Verizon's Babbio said his company's enthusiasm for Wi-Fi is more muted, although he mentioned recently announced plans to convert old pay phones for use as Wi-Fi hot spots and that Verizon Wireless also has Wi-Fi designs. He said the pay phone-to-Wi-Fi service would be an add-on for DSL customers, not for the general public.

"I'm not sure what the business model is" for public Wi-Fi, he said. "But it's so early, we could be having a totally different conversation next year."

Paul Jacobs, president of Qualcomm Inc.'s Wireless and Internet Group, isn't so sure wireless carriers have big plans for Wi-Fi other than as a fill-in technology.

"I sort of feel trapped back in the Internet bubble days," he said, referring to the buzz surrounding Wi-Fi. When asked if carriers had requested Qualcomm to include Wi-Fi support in the chips it builds for mobile devices, he replied: "They have not asked us to do that."

But he said Wi-Fi could be good for cellular carriers because they are now charging a flat rate to users, and if they can get those paying customers off their cellular networks and onto Wi-Fi networks it could keep their cellular systems from getting overburdened.

Other Wi-Fi discussions at Vortex included a debate between former IBM Vice President of Internet Technology John Patrick and analyst Peter Bernstein of Infonautics Consulting. Patrick was charged with arguing for Wi-Fi as being the most disruptive technology since the Internet, while Bernstein took the opposite view.
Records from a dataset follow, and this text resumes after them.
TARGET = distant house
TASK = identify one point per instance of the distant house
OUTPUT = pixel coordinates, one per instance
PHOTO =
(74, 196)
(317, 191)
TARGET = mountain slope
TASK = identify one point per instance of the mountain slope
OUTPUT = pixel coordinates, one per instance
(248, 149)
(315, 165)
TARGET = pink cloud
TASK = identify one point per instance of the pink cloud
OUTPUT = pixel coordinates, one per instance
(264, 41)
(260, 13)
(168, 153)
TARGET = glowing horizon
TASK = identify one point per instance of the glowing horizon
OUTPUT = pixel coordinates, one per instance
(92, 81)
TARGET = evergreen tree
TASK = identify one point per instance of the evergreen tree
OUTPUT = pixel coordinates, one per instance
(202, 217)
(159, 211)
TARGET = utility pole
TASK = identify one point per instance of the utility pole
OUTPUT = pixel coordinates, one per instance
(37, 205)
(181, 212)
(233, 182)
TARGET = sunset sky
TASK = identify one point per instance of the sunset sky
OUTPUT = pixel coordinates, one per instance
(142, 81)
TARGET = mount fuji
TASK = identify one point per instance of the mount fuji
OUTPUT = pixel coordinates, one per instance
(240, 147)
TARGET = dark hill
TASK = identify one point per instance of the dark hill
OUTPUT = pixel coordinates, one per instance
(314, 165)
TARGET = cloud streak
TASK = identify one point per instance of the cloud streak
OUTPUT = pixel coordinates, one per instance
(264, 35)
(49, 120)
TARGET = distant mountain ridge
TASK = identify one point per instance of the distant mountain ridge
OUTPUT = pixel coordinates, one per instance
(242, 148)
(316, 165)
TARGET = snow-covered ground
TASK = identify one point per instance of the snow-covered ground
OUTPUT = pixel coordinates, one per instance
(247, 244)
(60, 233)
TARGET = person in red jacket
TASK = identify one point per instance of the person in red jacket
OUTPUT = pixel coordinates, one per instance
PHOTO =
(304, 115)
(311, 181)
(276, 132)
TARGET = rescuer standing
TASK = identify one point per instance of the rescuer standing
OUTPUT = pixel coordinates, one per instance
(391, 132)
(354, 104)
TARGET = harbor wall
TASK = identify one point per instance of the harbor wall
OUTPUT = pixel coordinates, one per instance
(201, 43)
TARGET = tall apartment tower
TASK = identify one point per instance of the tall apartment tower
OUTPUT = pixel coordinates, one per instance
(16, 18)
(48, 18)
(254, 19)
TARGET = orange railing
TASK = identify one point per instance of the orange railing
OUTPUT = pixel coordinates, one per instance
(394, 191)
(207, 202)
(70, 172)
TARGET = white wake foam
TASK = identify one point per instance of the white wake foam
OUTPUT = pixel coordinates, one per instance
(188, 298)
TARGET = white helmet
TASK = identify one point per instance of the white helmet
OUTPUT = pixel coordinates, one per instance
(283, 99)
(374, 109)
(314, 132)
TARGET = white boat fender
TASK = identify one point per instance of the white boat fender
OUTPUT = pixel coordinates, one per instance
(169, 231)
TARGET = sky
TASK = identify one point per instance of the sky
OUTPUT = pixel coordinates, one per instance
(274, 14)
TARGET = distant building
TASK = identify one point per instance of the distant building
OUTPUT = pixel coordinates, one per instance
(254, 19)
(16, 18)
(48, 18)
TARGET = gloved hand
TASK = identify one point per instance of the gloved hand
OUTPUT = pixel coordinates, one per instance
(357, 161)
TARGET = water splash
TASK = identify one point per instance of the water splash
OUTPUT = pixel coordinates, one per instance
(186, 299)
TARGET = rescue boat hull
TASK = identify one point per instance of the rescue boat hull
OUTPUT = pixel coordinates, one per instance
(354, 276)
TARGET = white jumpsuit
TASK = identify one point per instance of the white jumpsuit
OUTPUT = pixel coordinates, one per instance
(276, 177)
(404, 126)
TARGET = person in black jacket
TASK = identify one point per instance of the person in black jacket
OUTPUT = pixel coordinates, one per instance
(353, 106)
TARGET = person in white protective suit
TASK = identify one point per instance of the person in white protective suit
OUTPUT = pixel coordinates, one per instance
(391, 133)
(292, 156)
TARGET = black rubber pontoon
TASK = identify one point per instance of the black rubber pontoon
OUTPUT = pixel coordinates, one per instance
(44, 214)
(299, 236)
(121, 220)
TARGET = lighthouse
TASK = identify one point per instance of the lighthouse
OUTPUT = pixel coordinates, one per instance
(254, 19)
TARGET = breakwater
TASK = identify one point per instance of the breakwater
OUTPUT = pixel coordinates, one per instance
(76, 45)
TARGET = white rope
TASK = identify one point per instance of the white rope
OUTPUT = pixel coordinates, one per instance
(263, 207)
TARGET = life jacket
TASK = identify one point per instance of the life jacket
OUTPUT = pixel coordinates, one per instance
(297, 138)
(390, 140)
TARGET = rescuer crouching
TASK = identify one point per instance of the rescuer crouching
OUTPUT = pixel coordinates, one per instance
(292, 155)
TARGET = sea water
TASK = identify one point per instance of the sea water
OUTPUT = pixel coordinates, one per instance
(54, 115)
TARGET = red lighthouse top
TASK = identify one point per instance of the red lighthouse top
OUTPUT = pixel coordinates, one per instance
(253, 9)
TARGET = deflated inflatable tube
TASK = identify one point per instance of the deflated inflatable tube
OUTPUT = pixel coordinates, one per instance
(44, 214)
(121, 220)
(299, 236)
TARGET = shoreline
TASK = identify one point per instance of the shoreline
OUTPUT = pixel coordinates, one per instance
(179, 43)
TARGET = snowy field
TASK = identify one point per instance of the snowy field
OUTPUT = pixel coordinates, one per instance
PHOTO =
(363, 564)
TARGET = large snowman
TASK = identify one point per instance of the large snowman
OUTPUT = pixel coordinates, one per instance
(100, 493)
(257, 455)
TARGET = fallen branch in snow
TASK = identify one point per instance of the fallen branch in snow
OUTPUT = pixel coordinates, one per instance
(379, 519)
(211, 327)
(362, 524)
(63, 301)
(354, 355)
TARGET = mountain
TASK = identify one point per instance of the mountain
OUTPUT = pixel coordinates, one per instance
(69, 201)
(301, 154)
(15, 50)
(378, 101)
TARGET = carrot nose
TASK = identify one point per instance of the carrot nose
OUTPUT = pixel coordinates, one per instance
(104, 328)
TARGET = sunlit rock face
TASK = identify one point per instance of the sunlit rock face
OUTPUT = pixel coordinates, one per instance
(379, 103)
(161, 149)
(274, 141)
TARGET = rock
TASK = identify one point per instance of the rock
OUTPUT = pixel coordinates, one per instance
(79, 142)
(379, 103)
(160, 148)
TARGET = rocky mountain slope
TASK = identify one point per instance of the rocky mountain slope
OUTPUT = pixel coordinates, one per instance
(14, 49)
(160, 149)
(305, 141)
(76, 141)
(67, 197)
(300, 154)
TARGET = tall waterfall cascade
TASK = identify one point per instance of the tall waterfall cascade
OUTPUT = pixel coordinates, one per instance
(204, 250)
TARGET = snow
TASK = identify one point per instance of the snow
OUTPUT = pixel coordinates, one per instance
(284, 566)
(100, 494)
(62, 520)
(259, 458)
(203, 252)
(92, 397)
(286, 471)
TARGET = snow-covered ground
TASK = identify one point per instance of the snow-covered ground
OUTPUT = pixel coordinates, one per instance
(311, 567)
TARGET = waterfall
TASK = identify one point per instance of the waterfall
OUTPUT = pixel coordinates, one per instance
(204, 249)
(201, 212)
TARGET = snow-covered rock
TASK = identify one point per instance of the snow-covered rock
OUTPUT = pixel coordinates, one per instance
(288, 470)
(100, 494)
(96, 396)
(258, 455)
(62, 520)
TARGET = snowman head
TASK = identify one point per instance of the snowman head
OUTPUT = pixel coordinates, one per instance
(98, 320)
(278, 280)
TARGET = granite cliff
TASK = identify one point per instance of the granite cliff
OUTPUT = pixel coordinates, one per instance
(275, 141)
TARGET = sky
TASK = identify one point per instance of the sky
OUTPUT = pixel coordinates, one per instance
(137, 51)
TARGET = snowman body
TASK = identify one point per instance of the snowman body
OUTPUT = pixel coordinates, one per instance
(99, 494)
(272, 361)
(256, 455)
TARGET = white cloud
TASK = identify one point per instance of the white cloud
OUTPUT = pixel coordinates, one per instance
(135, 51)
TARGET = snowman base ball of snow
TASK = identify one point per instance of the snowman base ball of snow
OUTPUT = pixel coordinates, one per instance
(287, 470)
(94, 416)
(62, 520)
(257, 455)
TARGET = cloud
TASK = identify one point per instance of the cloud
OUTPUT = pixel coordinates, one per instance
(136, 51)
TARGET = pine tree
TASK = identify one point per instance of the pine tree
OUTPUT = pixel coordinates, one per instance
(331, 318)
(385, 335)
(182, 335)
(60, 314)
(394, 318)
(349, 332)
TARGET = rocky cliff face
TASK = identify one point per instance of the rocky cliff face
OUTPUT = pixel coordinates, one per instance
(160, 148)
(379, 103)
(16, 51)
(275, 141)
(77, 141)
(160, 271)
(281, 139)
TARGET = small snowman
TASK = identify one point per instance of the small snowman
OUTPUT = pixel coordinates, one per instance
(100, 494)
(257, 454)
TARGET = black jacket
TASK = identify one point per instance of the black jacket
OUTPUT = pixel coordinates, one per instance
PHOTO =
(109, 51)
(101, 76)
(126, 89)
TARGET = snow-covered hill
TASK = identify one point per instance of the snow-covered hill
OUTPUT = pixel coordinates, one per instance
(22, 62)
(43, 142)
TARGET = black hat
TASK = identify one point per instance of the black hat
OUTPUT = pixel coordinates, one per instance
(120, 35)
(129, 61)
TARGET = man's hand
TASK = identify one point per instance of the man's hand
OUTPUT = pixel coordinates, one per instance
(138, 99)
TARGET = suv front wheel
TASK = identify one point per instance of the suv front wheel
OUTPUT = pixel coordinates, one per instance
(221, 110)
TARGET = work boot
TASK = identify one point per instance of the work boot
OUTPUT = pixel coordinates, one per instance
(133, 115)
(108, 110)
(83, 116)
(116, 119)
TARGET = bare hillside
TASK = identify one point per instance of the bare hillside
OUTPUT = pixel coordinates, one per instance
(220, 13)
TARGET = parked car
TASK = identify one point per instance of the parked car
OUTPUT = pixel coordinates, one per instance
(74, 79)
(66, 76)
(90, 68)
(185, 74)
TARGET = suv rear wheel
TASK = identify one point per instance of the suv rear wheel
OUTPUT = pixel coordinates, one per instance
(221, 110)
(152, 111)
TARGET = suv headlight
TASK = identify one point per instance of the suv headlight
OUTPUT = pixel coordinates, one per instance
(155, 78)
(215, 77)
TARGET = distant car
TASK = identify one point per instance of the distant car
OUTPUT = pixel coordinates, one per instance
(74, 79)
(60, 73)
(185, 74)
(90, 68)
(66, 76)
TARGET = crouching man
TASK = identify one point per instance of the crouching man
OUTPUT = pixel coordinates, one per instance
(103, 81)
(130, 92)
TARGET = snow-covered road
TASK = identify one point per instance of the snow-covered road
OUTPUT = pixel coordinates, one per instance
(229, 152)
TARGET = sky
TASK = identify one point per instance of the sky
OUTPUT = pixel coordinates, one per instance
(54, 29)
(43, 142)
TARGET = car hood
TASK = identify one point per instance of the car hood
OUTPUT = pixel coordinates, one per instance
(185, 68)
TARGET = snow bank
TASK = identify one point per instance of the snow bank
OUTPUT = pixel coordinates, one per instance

By show of applause, the audience judged the debate a draw, apparently unconvinced by Patrick's examples of Wi-Fi's promise and ability to reshape social norms.

Wi-Fi at work

Perhaps more persuasive was GM's Scott, who said the automaker spends $3 billion a year on IT. Among its recent projects was replacing almost all proprietary spread spectrum wireless networks with 802.11. One thing he likes about Wi-Fi is that it's a standards, and that fits into an approach at GM whereby the company tries to stick to buying standard technologies to help simplify support and interoperability across its many locations. GM also is looking at voice over Wi-Fi in some areas.

Although GM hasn't experienced huge surprises with Wi-Fi, Scott said the company has used the technology in more places, such as quality control, than originally intended. However, GM doesn't quite trust the technology enough to support applications in the manufacturing process that involve human safety, he said.

Scott cited 3G wireless as the most overhyped technology. "That's something we're not worrying about," he said.

Not that companies aren't without worries about Wi-Fi. Ted Julian, chief strategist for security company Arbor Networks Inc., said Wi-Fi "has some encryption issues" - so much so that Arbor requires Wi-Fi users on its staff to come in through a VPN.